Europe points the finger at Polisario for criminal activities in the Sahel

There is no longer any doubt that the Polisario leaders are involved in attempts to destabilize the Sahel region. On the basis of credible testimonies and irrefutable evidence, the London-based European Council on Foreign Relations (ECFR) has recently added the Polisario separatist front to the list of extremist groups involved in criminal activities in the Sahel region.
In a report on relations between the European Union (EU) and North Africa drafted in the Arab spring backdrop, the Council underlines what it calls “the endemic lawlessness” prevailing in the Sahel, which was exacerbated by the flow of weapons smuggled from the arsenal of the former Libyan regime and disseminated all over the region.
Also, the report analyzes the activities of the Islamists stemming from the Algerian civil war, who gathered under the banner of Al-Qaeda in the Islamic Maghreb (AQIM), and the activities of the Polisario fighters and other refugees settled in camps around Tindouf in south western Algeria.

“These groups are more and more active in a wide range of criminal deeds ranging from kidnapping of Western citizens to trafficking of drugs, including cocaine conveyed from Latin America to Europe via West Africa,” said the council, which is one of the major European research centers and influential think tanks.
Security issues are at the core of North African states’ concerns, say the authors of the report, who underscore the vital role that the EU can play in securing stability in this region of Africa, which is becoming a safe heaven for outlaws from all backgrounds.

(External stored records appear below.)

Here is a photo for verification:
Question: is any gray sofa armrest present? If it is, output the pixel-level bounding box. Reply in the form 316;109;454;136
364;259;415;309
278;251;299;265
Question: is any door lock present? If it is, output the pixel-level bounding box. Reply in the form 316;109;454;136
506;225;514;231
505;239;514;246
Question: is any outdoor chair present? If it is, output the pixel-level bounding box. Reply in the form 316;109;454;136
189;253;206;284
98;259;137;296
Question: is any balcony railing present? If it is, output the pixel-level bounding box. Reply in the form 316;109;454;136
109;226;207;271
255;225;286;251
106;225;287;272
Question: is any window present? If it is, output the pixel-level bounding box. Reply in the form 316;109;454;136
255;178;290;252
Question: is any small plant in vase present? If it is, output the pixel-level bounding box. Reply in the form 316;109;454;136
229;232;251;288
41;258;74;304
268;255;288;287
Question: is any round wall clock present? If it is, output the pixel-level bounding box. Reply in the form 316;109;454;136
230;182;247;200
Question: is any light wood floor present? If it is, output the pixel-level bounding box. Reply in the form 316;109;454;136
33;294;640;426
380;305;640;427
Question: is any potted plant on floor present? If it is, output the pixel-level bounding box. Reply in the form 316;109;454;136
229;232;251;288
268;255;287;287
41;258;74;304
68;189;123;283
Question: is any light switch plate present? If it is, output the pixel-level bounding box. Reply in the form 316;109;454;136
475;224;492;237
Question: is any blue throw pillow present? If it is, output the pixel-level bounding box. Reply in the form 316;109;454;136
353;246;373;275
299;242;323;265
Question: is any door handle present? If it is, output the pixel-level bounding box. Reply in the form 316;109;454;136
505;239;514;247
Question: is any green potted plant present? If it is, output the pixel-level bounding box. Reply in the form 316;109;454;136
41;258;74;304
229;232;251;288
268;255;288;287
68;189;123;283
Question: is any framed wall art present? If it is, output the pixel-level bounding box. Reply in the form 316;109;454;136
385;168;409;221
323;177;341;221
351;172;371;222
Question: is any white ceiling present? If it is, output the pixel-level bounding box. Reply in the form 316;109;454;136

In its analysis, the European Council arrived at the same conclusion reached by the NATO civil-military fusion center (based in Virginia / USA), which said in a recent report that the Tindouf camps have become, under the influence of the Polisario, a hideout for criminal activities of all kinds in the shadow of growing links between the leaders of the Sahrawi separatist movement and the leaders of AQIM.
Another US-based think tank, the Atlantic Council, had also warned against the collusion between AQIM and the Polisario, which is part of an extremist web threatening the stability of the Maghreb, the Sahel and Africa as a whole.